Richard Nathaniel Wright (September 4, 1908 – November 28, 1960) was an American author of sometimes controversial novels, short stories, poems, and non-fiction. Much of his literature concerns racial themes, especially those involving the plight of African Americans during the late 19th to mid-20th centuries. Literary critics believe his work helped change race relations in the United States in the mid-20th century.

Wright moved to Chicago in 1927. After securing employment as a postal clerk, he read other writers and studied their styles during his time off. When his job at the post office was eliminated, he was forced to go on relief in 1931. In 1932, he began attending meetings of the John Reed Club. As the club was dominated by the Communist Party, Wright established a relationship with a number of party members. Especially interested in the literary contacts made at the meetings, Wright formally joined the Communist Party in late 1933 and as a revolutionary poet who wrote numerous proletarian poems “We of the Red Leaves of Red Books”, for example), for The New Masses and other left-wing periodicals. A power struggle within the Chicago chapter of the John Reed Club led to the dissolution of the club’s leadership; Wright was told he had the support of the club’s party members if he was willing to join the party.

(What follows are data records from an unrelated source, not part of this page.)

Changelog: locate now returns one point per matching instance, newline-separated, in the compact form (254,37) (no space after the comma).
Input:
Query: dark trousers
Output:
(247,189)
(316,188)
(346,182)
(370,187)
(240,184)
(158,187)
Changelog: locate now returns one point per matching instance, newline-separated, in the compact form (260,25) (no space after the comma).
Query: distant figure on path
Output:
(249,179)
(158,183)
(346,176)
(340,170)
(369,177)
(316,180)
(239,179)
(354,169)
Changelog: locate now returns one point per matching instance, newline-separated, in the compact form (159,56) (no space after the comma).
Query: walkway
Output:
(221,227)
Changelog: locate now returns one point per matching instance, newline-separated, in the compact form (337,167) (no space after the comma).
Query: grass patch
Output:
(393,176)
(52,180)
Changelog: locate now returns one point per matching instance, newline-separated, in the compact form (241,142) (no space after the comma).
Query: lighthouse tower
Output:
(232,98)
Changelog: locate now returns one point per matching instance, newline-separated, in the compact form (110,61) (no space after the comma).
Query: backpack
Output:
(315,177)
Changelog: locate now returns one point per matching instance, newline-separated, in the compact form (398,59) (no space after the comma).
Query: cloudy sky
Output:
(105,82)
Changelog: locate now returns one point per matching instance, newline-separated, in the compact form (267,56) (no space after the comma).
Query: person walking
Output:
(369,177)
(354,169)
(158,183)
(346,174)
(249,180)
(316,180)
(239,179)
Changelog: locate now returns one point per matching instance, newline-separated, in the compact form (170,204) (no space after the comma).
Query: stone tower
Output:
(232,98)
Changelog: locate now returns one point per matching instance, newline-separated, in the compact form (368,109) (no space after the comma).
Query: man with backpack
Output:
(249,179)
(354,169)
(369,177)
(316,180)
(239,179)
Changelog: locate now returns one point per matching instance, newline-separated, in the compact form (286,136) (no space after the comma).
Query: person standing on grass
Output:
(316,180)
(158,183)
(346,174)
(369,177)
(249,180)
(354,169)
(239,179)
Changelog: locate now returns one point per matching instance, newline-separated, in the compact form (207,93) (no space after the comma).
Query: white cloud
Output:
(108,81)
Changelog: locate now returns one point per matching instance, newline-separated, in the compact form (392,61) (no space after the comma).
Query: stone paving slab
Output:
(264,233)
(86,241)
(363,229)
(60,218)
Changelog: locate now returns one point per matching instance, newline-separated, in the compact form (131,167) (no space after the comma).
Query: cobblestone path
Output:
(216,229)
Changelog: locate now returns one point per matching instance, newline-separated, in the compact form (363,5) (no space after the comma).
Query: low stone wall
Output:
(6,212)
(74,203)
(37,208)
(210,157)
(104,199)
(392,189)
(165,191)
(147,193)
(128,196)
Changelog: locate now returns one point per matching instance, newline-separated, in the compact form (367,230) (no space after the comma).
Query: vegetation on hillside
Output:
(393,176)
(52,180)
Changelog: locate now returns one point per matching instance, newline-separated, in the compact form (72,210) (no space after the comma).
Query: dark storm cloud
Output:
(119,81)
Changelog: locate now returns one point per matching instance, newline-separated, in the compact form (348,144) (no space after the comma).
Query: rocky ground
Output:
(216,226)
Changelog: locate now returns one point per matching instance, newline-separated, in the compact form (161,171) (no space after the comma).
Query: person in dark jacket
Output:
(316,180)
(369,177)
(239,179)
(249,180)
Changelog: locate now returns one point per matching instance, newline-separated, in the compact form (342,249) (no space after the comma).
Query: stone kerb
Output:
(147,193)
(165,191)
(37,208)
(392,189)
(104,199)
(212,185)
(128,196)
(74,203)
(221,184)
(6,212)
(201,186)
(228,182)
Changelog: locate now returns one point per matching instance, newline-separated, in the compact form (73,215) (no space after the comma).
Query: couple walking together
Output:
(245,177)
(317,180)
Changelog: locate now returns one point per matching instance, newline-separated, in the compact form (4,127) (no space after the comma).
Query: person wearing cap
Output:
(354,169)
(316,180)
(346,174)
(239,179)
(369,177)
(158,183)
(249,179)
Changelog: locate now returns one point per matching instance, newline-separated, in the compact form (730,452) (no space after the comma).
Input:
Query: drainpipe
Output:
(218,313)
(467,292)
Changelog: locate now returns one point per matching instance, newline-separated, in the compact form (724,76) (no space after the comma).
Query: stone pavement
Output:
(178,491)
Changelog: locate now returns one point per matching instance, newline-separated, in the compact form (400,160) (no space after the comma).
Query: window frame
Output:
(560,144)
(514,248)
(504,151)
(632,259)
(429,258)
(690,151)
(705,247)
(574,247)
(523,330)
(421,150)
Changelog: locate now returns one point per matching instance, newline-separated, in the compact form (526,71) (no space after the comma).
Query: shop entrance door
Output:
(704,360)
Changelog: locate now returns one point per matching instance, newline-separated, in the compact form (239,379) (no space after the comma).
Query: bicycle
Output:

By 1935, Wright had completed his first novel, Cesspool, published as Lawd Today (1963), and in January 1936 his story “Big Boy Leaves Home” was accepted for publication in New Caravan. In February, he began working with the National Negro Congress, and in April he chaired the South Side Writers Group, whose membership included Arna Bontemps and Margaret Walker. Wright submitted some of his critical essays and poetry to the group for criticism and read aloud some of his short stories. Through the club, he edited Left Front, a magazine that the Communist Party shut down in 1937, despite Wright’s repeated protests. Throughout this period, Wright also contributed to The New Masses magazine.

While he was at first pleased by positive relations with white Communists in Chicago, he was later humiliated in New York City by some who rescinded an offer to find housing for Wright because of his race. Some black Communists denounced Wright as a bourgeois intellectual. However, he was largely autodidactic, having been forced to end his public education after the completion of grammar school.

Wright’s insistence that young communist writers be given space to cultivate their talents and his working relationship with a black nationalist communist led to a public falling out with the party and leading members. Wright described this episode with his fictional character of African-American communist Buddy Nealson. Wright was threatened at knifepoint by fellow-traveler co workers, denounced as a Trotskyite in the street by strikers and physically assaulted by former comrades when he tried to join them during the 1936 May Day march.